Exit codes: `0` success, `1` validation error (malformed JSON, strict
miss, mutual-exclusion violation), `2` no candidates to harvest.

### `dlm train --listen-rpc`

During `--watch`, open a JSON-RPC endpoint that accepts `inject_probe`
pushes from external eval harnesses. Requires `DLM_PROBE_TOKEN` in the
environment. See `docs/cookbook/probe-driven-training.md` for the wire
protocol and security notes.

| Option | Default | Notes |
|---|---|---|
| `--listen-rpc HOST:PORT` | off | Bind the probe-RPC endpoint.
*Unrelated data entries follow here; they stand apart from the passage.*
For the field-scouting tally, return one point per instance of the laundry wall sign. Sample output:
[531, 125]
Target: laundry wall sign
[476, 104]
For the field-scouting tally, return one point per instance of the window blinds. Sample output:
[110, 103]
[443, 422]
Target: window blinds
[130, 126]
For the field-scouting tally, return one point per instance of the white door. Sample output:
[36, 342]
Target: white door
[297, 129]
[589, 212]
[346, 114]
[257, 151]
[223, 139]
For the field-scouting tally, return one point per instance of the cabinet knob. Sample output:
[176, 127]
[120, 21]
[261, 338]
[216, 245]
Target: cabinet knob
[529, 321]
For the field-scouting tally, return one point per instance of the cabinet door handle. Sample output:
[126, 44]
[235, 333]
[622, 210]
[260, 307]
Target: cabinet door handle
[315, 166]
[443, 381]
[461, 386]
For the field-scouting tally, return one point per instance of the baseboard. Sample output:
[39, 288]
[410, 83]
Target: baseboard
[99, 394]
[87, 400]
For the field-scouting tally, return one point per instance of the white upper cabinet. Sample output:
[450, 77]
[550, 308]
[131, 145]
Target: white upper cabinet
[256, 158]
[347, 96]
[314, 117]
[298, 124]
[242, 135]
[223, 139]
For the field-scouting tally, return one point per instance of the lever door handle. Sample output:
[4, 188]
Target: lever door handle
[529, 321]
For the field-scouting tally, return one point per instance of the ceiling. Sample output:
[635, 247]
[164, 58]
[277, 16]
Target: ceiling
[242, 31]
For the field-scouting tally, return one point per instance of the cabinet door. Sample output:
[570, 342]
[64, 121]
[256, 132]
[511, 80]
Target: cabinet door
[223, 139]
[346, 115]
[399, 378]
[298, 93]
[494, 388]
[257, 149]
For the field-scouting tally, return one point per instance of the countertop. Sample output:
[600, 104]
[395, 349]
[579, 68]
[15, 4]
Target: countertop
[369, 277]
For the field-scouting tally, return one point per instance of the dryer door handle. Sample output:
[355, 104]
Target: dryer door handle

Requires `--watch` or `--max-cycles`. |
| `--max-cycles N` | `0` | Bounded-loop alternative to `--watch` for convergence runs (scaffolded — currently refuses execution without `--watch`). |

## Exit codes

| Code | Meaning |
|---|---|
| 0 | Success. |
| 1 | Runtime failure (license refused, disk full, OOM, template drift, lock validation). |
| 2 | CLI misuse (mutex violation, missing argument). |

Domain errors are formatted consistently via bare `console.print`
calls in each subcommand (prefix convention: `<subject>: <message>`,
e.g. `lock: base_model_revision changed`). Uncaught exceptions escape
into `dlm.cli.reporter` which picks a matching prefix from the
module the exception came from and renders a tier-3 generic message.